There have been three key changes to the Goods and Services Tax (“GST”) in Singapore as of 1 January 2019.
The three changes are in relation to:
- Customer Accounting;
- Hand Carried Exports Scheme (HCES); and
- GST Registration Rules
Customer Accounting
For the sale of prescribed goods:
- GST-registered customers will have to account for the GST on the local sale of prescribed goods. These goods include items such Mobile Phone, memory cards and off the shelf software which exceeds an amount of SGD $10,000 including GST.
- The supplier must indicate what the customer’s GST registration is on their tax invoice documents. Therefore they will have to declare the following, for example:
“Sale has been made under customer accounting. Customer is to account for GST of $ (Amount)”
This statement must be declared on the tax invoice itself.
For the customer, the GST exclusive price and the amount of GST Incurred should be reflected in the invoice.
Hand-Carried Exports Scheme (HCES)
As of 1 January 2019, additional evidence must be presented for zero-rating of goods which are carried though Changi Airport.
The Documents that must be provided now include the following:
- Copies of the invoices issued to overseas customers for goods that are sold.
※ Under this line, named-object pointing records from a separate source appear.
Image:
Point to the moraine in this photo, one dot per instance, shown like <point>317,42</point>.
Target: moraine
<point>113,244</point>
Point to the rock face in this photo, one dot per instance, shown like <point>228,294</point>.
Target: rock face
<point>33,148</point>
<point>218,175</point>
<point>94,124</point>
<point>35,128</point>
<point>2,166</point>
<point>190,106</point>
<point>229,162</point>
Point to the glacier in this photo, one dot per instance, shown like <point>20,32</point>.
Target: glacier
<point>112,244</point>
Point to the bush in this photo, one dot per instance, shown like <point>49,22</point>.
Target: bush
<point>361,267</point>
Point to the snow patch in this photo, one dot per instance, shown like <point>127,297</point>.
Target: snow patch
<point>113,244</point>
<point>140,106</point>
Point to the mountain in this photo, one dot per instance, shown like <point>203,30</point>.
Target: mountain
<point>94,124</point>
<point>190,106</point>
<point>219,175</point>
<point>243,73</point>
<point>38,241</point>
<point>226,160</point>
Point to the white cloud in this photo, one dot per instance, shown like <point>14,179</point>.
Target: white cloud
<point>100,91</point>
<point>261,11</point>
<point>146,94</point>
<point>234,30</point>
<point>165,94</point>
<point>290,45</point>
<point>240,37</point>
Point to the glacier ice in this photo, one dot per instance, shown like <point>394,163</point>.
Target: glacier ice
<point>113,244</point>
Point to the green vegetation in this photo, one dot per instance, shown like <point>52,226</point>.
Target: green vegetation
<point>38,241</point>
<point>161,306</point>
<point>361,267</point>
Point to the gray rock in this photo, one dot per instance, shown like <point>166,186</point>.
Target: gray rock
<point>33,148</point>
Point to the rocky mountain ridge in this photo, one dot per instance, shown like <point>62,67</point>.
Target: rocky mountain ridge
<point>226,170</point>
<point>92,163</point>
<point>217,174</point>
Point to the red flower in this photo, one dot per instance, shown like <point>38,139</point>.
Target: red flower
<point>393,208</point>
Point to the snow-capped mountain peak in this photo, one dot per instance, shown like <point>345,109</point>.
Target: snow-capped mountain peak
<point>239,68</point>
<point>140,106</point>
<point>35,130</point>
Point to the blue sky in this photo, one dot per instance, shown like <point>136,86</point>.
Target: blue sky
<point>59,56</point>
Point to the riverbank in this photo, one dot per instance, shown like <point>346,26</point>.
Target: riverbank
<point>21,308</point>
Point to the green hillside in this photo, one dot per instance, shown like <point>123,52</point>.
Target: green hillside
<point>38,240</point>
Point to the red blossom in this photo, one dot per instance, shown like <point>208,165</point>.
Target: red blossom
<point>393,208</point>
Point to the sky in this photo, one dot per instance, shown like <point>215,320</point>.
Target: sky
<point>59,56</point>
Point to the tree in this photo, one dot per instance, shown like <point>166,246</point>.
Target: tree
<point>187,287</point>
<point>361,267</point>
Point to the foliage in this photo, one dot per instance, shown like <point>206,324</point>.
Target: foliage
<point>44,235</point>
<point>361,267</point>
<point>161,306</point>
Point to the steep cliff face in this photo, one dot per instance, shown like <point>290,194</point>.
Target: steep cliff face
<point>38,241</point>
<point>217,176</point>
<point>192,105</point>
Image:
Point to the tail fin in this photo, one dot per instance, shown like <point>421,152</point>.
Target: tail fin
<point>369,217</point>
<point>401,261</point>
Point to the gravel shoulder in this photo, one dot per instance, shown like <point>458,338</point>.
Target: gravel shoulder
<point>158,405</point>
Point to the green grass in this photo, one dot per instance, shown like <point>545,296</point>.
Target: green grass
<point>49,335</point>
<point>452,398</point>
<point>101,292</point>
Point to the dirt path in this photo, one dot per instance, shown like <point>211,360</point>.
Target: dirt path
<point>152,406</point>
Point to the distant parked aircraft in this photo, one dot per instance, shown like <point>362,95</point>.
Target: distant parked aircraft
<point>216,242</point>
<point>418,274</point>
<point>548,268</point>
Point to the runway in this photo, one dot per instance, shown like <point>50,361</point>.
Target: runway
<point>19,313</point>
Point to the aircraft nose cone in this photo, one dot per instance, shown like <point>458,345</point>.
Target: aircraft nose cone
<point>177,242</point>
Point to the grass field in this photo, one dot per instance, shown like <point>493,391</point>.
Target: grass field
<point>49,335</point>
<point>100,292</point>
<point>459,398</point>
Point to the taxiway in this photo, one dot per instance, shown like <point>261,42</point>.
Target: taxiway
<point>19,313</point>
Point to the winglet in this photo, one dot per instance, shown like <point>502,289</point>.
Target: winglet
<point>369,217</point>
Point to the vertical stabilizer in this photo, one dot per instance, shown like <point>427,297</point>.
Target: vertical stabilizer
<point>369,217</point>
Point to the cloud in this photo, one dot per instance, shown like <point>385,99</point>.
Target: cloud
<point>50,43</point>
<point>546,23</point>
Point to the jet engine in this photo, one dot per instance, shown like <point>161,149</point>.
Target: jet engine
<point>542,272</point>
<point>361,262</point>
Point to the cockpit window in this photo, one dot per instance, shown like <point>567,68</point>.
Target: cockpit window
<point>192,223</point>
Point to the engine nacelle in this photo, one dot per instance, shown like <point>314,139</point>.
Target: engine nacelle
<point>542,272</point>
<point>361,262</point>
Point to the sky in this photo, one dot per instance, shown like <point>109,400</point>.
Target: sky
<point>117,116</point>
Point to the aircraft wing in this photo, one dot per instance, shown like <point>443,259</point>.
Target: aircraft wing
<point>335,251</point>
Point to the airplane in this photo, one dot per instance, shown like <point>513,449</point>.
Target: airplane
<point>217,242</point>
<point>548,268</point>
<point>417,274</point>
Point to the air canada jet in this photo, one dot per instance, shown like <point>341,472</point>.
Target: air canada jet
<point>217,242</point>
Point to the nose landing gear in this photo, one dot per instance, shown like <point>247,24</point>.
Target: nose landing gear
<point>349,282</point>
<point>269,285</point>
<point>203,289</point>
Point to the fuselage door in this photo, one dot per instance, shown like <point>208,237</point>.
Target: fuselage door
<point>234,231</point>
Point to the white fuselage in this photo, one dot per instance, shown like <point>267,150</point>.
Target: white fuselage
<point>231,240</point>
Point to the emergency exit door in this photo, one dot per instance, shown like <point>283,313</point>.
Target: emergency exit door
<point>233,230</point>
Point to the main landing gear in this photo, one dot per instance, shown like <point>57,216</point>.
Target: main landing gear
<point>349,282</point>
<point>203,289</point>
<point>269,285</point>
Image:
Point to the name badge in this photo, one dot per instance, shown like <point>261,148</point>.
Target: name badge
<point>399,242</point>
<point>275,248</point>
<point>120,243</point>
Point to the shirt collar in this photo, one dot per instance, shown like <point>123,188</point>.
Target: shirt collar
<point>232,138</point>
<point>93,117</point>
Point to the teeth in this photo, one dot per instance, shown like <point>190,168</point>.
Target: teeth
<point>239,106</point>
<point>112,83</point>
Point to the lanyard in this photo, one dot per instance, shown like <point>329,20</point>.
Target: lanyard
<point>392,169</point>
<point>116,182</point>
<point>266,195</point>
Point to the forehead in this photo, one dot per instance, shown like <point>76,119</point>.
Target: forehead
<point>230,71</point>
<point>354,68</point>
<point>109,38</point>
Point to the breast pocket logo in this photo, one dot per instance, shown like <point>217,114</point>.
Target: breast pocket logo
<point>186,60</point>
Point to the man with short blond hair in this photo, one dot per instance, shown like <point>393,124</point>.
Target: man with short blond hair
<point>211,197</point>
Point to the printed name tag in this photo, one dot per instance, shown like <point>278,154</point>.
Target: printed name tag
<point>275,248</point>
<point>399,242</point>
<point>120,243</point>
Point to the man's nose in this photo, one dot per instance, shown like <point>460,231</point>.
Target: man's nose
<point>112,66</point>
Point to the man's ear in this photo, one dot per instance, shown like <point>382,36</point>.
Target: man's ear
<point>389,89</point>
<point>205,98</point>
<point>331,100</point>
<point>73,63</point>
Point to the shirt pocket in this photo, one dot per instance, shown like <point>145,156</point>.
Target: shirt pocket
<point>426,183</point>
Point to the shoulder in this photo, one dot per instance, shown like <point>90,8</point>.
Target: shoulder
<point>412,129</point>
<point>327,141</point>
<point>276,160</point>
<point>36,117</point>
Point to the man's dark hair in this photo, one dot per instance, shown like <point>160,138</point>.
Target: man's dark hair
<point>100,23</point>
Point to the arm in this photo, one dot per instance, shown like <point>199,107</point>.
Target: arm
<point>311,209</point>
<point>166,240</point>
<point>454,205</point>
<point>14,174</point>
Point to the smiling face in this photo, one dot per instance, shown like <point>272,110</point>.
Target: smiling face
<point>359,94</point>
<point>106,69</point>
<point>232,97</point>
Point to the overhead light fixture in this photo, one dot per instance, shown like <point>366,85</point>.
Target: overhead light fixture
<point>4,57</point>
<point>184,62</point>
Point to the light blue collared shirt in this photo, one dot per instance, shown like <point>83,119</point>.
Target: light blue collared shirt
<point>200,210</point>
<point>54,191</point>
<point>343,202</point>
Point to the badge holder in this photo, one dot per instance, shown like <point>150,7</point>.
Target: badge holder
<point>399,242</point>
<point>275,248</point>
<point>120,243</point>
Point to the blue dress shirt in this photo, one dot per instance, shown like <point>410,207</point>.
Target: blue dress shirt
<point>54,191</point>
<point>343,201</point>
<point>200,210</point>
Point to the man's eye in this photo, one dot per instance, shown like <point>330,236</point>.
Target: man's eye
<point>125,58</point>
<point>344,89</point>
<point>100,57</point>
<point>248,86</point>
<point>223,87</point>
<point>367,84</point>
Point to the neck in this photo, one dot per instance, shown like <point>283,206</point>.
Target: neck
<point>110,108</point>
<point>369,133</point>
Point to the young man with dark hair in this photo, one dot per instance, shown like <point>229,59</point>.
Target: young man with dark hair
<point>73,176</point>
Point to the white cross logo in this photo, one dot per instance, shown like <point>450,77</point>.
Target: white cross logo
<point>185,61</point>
- Export permits containing original endorsements from the Singapore Customs.
- Evidence of payments which are made to an overseas customer refunding any prior collected GST.
- Evidence that payments have been received from the overseas customer (This is a new, additional requirement for GST as of 1 January 2019).
GST Registration Rules
With effect from 1 Jan 2019, Businesses need not monitor their turnover or revenue every quarter anymore.
IRAS has changed the way they determine mandatory GST registration.
Businesses are only required to determine their taxable revenue or turnover at the end of a calendar year and if it is more than SGD1 million. Then they will be required to register for GST registration.